Omar Awan So what they’re going to see on Hill Climbers today is a new index that we’re rolling out and it’s a comparative ranking of organizational conditions, not ideology or policy positions of a member. Every office operates under the same budget and structural constraints. The index measures how offices build and sustain their teams within those shared limits. And the great thing is that there isn’t a single blueprint for success. The index doesn’t simply reward the biggest office or the highest paid. Some top performing offices have smaller, highly experienced teams with low turnover, and others have larger teams with strong internal balance and mobility. But what we do see is a maturity pattern. Offices often experience more churn early on and become more intentional and stable over time. On average, what they’re going to see on the index is that offices in the top 100 are led by members with more than twice the seniority of those in the bottom 100. In fact, there’s only two freshmen that break into the top 100. There’s 35 of them in the the bottom 100. But what that suggests is that organizational learning plays a meaningful role on the Hill. And the value of the index, for members of Congress especially, is that it can shorten that learning curve for new members by now providing real comparative data from the start.
Terry Gerton That’s really fascinating. So if this index works the way you intend it, let’s say two or three years down the road, what will be different? Will offices hire and staff differently? Will staffers come with a different perspective? What do you think will change?
Omar Awan Well, I think what’s gonna change is first off, just using our basic salary data that Hill Climbers has, legislative staff themselves can better advocate for themselves and make sure that they can baseline their salaries, make sure they’re actually being compensated fairly. But for members themselves using the index, they’re gonna be able to see how every quarter. Their decisions are improving their management structures or hurting their capacity or their stability. So they can see almost, during the year, they can kind of get this quarterly check on how they’re doing.
Terry Gerton Go live is not the end of your journey.

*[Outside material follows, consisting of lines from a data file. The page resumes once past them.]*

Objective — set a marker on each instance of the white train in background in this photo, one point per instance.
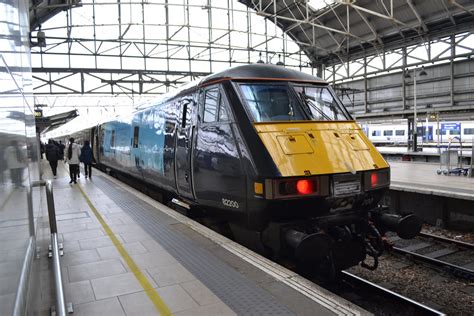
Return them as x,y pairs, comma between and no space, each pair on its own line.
397,133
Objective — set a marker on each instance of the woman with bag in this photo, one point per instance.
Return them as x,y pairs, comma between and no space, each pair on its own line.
86,158
73,153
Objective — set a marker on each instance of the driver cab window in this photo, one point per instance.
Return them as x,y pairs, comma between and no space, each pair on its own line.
211,102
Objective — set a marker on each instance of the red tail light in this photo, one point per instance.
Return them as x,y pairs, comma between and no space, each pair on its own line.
305,187
293,188
374,180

It’s just kind of like the beginning of it. So not only do you hope for growth in the way that people use it, but I’m sure you have other plans for what you might add into the index. What will you be looking to add in the future?
Omar Awan So one of the areas that we’re looking at is we have data on members on their seniority. We know who the freshmen are. We also have data provided by that clerk, I believe, it’s called the casualty list. And one of things that I’m gonna try and look into is whether there are certain shifts in an organizational structure. Or decisions that a member is making that can signal whether they’re planning to actually leave the Hill. So maybe there’s a way we can actually predict who is gonna announce that they’re gonna run for governor or something like that. And just see if the data tells the story there. We’re also working really closely with legislative researchers to help validate the data as well, but they’re actually looking into more questions on things that we at Hill Climbers as nonpartisan really don’t touch, but they are gonna look at more questions like is there any kind of partisan story or is there anything in the data that we can use to infer political science related things, but that’s on them.